Путь к священству длиной в 33 года
Отец Иоанн Дробот – Отец Иоанн, как так сложилось, что вы живете и служите в православном храме города Парижа? Когда и при каких обстоятельствах ваша семья эмигрировала во Францию?
– Отец попал во Францию после Второй Мировой войны, его немцы взяли в плен в концентрационный лагерь, и он из этого лагеря бежал, а потом оказался в Берлине. Из Берлина бежал в Италию. А в 1947 году из Италии поехал во Францию учиться в Свято-Сергиевском православном богословском институте.
Мама родилась в Риге, и ее отец – Елпидифор Михайлович Тихоницкий, сын священномученика Михаила – оказался в Прибалтике во время Первой Мировой войны. После революции он остался в Латвии, его пригласили преподавать в Риге. Дед был преподавателем словесности и постепенно стал разворачивать очень большую педагогическую деятельность, издавал учебники русского языка, учебники по литературе и занимался тем, что помогал русскому крестьянскому меньшинству в Латвии, и таким образом дважды был избран депутатом латвийского сейма (парламента). Он был там, как и священномученик Иоанн Рижский (Поммер).
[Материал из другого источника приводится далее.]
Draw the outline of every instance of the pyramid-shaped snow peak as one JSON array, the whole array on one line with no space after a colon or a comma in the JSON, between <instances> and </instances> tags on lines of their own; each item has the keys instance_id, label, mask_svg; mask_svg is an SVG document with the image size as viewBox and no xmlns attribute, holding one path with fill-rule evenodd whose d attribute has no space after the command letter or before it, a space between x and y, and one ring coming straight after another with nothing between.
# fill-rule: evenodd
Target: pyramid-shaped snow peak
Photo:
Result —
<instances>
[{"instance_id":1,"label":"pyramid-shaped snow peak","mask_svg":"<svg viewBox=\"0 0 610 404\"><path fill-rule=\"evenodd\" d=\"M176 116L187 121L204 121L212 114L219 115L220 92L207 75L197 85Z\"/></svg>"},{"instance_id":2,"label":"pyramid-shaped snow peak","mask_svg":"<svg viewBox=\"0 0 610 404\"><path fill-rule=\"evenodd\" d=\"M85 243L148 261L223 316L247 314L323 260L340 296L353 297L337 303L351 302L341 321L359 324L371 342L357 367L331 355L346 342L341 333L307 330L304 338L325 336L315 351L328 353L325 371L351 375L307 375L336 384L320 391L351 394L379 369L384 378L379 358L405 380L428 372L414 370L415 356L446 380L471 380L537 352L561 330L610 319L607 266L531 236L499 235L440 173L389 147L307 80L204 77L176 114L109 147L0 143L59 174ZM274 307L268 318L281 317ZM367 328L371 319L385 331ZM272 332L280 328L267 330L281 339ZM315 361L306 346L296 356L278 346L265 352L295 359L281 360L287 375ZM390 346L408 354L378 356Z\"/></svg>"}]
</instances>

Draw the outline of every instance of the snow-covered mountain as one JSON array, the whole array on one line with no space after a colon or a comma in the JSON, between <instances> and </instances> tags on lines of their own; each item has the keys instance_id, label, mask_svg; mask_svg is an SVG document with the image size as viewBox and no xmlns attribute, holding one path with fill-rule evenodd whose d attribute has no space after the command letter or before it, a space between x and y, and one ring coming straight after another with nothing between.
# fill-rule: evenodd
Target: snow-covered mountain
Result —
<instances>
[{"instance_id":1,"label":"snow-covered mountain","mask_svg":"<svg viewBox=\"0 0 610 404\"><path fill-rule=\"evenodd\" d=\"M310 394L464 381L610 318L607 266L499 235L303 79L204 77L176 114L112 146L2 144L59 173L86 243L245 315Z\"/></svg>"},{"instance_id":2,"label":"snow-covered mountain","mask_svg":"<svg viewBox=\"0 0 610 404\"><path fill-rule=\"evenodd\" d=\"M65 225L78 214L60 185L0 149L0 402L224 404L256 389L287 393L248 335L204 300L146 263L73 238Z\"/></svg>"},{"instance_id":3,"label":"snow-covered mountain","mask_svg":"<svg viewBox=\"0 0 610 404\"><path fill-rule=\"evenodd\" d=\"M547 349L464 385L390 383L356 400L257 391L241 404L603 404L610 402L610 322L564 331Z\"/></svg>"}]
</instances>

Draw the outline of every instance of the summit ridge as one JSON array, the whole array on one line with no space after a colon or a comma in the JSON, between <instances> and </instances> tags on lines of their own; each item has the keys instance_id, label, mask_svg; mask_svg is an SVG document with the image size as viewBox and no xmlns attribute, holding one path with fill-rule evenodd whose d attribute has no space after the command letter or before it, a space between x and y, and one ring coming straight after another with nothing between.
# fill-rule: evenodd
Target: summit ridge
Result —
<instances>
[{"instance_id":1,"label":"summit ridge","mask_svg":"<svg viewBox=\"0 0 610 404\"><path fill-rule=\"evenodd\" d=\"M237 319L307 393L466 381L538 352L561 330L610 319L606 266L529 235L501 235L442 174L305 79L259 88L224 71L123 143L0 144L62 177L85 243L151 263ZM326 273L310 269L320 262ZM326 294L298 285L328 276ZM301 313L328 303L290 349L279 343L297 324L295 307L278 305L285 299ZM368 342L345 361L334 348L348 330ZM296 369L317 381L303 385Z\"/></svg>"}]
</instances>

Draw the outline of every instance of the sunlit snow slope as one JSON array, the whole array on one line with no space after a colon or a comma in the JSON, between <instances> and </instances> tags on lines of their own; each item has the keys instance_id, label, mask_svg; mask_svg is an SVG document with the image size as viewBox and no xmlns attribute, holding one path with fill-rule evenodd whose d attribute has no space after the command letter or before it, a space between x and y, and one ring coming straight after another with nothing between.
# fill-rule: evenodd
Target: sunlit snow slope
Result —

Отец попал во Францию после Второй Мировой войны: немцы взяли его в плен, из которого он бежал
Когда началась Вторая Мировая война, советские войска оккупировали Латвию, деда арестовали и сослали в Казахстан. Он скончался в 1942 году в лагере в Петропавловске-Казахстанском.
Бабушка, когда немцы отступали, предпочла отступить с немцами, нежели оставаться при советском строе. После того как деда арестовали и сослали, ее ожидала та же участь. Они с мамой и моим дядей оказались в Австрии, а потом поехали во Францию, где с 1925 года брат деда (будущий митрополит Владимир) являлся викарным епископом при митрополите Евлогии в экзархате Константинопольского Патриархата. Так бабушка, мама и дядя приехали в 1947 году во Францию.
В 1949 году мои родители познакомились в русском молодежном лагере во Франции, в 1952-м венчались, когда отец закончил Богословский институт, после чего он был рукоположен в диаконы и несколько месяцев спустя – в священники. Мой отец был протоиереем, иконописцем, доктором богословия. Все мое детство прошло при Свято-Сергиевском подворье, где находится Богословский институт. Мы жили в маленькой русской среде, где я научился русскому языку и с семи лет стал прислуживать в алтаре. Как сейчас говорят, пономарить. С 17-ти лет поступил петь на клирос. В 1979 году меня постригли в чтецы. 33 года был чтецом, потом уже стал диаконом.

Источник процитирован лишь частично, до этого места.